3.CONSIDERAÇÕES FINAIS
            Observou-se que há diversas modalidades de resposta do réu, mas a mais importante é a contestação porque é ela que vai impugnar os fatos narrados pelo autor na petição inicial.          Essa impugnação poderá ser feita diretamente ao direito material do autor, como poderá ser feita de maneira indireta demonstrando os fatos modificativos, impeditivos ou extintivos do direito do autor, mas também pode a defesa do réu atacar a relação processual ou a ação, são as chamadas defesas processuais.
            Há diferentes prazos para a apresentação da contestação, mas via de regra o prazo é quinze dias,exceto quando se tratar de litisconsortes com diferentes procuradores (em dobro) e Fazenda Pública e MP (em quádruplo).
            Quando o réu não apresenta resposta ele sofrerá os efeitos da revelia. Pelo art. 319 se o réu não contestar a ação, reputam-se verdadeiros os fatos afirmados pelo autor da ação, mas há situação em que isso não ocorrerá, são as previstas no art. 302 do CPC.
            Via de regra após apresentada a contestação não cabe mais aduzir defesas.

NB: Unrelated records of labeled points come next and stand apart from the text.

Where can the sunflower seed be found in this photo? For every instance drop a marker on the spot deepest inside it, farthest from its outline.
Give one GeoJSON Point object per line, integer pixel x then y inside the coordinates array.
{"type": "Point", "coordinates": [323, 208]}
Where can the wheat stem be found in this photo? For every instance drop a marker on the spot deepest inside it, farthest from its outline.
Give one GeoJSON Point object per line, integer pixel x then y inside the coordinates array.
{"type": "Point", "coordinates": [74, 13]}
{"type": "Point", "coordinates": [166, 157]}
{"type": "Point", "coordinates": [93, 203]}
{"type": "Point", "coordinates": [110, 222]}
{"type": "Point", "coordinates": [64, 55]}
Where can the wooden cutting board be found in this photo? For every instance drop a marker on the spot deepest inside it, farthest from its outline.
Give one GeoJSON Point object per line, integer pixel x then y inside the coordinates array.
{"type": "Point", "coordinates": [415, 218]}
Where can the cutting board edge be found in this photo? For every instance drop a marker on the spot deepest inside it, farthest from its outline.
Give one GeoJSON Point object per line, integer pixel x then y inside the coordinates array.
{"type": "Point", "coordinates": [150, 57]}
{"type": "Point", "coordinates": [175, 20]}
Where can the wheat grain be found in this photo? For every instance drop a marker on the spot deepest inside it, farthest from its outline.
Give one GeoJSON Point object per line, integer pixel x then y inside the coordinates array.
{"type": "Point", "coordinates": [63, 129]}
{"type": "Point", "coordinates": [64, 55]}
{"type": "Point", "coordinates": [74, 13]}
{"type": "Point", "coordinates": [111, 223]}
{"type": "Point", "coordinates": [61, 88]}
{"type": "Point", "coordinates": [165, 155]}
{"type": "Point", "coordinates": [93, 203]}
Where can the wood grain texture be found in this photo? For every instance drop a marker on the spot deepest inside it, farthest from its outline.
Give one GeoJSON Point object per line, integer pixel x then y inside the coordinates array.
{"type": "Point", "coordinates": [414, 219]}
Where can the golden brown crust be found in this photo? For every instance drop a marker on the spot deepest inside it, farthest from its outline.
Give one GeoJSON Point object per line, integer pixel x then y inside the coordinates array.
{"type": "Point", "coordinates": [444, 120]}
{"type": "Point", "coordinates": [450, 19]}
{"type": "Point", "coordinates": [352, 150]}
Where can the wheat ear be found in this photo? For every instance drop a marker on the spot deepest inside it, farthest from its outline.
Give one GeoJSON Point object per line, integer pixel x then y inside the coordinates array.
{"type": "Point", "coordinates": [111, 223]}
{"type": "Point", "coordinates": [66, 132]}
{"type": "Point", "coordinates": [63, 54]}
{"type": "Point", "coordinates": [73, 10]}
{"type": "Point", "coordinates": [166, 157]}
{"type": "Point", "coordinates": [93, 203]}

REFERÊNCIAS BIBLIOGRÁFICAS


DONIZETTI, Elpídio. Curso Didático de Direito Processual Civil. 11ª edição. Rio de Janeiro. Lumen Juris, 2009. 

MACHADO, Antônio Cláudio da Costa. Código de Processo Civil Interpretado.6ª edição. Barueri - SP. Manole, 2007.

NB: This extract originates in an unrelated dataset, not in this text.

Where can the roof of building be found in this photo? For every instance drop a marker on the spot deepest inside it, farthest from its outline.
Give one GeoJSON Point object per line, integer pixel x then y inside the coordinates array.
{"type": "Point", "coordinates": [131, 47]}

SILVA de Plácido e. Vocabulário Jurídico/ atualizadores Nagib Slaibi Filho e Gláucia Carvalho. 27ª edição. Rio de Janeiro. Editora Forense, 2006.

THEODORO JÚNIOR, Humberto. Curso de Direito Processual Civil. 42ª edição. Rio de Janeiro. Editora Forense, 2005.

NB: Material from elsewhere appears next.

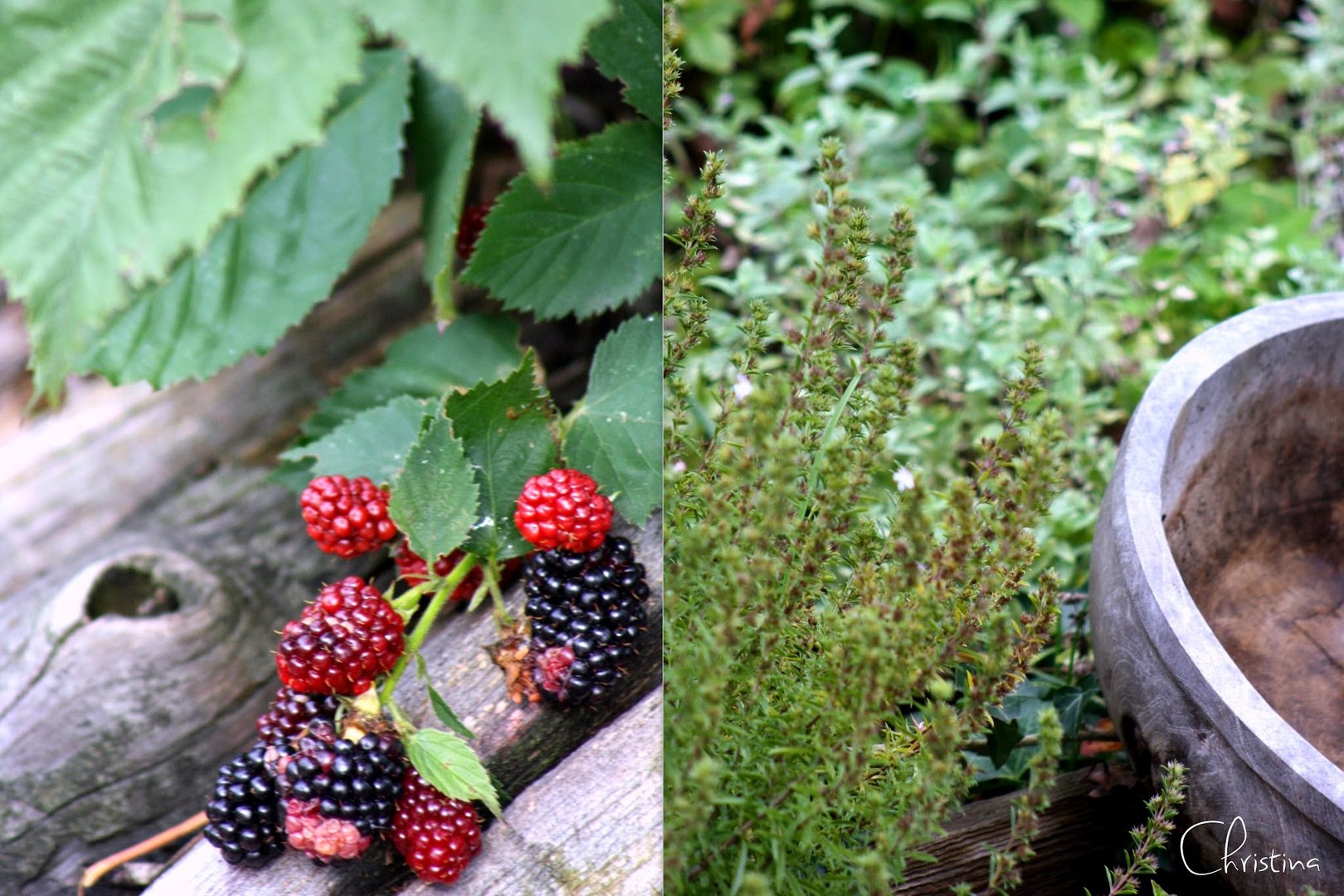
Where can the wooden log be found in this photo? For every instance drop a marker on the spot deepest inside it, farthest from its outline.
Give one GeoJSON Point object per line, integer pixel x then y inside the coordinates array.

[1] THEODORO, Humberto Júnior. Curso de Direito Processual Civil. 42ª ed. Rio de Janeiro: Editora Forense, 2005. p. 6.
[2] DE PLÁCIDO E SILVA. Vocabulário Jurídico.27ª edição. Rio de Janeiro: Editora Forense, 2006, p. 1095
[3] DONIZETTI Elpídio. Curso Didático de Direito Processual Civil. 11ªedição. Rio de Janeiro: Lumen Juris Editora, 2009,p. 333.